Retour vers mon enfance (7)
Nous marchons encore jusqu'au lavoir. Là, rien n'a changé. La toiture de tuiles et les murets de pierre ont été restaurés. L'eau y coule toujours. Les images renaissent du temps d'autrefois, quand les battoirs faisaient claquer l'eau.
A la sortie de l'école, nous aimions y faire une halte pour nous désaltérer dans la fontaine qui alimentait les bassins. Je revois les vieilles lavandières qui y portaient leur linge malgré les machines à laver. Elles le chargeaient sur une brouette et le transportaient jusqu'ici. Elles s'agenouillaient sur des selles formées d'une caisse en bois pour les genoux et d'une planche rainurée sur laquelle elles le frottaient. L'eau était très fraîche et même glacée en hiver. Avec un battoir, elles frappaient le linge pour faire pénétrer le savon dans les fibres, ou pour évacuer l'eau. J'entends encore leurs éclats de rire et leurs conversations en patois que nous « les petiots »nous ne comprenions pas toujours.
Quand le linge était décrassé, elles le jetaient dans l'autre bassin, plus petit et plus propre. Puis elles le tordaient, à deux, pour l'essorer avant de le ramener au village où elles l'étendaient sur des cordelettes ou sur l'herbe pour le faire blanchir.

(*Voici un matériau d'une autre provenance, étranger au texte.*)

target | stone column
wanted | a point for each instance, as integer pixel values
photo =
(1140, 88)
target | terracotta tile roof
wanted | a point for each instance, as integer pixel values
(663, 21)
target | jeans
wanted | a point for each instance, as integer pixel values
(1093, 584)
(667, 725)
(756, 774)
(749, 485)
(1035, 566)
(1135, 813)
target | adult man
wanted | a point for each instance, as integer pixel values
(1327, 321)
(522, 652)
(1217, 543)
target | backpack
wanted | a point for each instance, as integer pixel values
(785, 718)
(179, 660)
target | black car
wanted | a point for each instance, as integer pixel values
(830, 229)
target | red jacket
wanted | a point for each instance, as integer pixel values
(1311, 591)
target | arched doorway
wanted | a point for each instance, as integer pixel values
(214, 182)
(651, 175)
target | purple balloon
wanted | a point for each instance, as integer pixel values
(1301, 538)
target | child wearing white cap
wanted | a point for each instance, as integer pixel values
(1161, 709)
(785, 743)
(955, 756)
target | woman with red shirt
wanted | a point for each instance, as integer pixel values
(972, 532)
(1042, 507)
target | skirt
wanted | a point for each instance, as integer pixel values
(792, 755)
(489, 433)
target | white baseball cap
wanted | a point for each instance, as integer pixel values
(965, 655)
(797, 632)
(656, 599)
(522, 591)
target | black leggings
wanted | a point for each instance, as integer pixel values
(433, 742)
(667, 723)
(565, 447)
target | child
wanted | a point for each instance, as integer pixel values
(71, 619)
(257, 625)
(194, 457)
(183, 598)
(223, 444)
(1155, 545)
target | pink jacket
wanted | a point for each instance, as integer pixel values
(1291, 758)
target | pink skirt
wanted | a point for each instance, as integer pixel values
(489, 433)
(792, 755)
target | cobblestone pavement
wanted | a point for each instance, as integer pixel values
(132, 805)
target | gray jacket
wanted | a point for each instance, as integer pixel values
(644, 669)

Là aussi, le progrès a fait disparaître les lavandières mais fort heureusement les lavoirs, très nombreux en Charente, sont aujourd'hui protégés et font partie du patrimoine.
La belle matinée, saturée de soleil et de bleu, s'est progressivement dégradée. Un léger voile nuageux a commencé à recouvrir le ciel. Insidieusement, les nuages s'accumulent et transforment peu à peu la lumière d'or du matin en grisaille.
Nous nous empressons de rentrer. Le temps change si vite en cette saison. Le vent enfle. Ce n'est maintenant plus qu'un grand tourbillon de feuilles tournoyant autour de nous. Il fait plus frais et nous remontons à grands pas vers le village juste avant que les premières gouttes ne viennent s'écraser sur nous.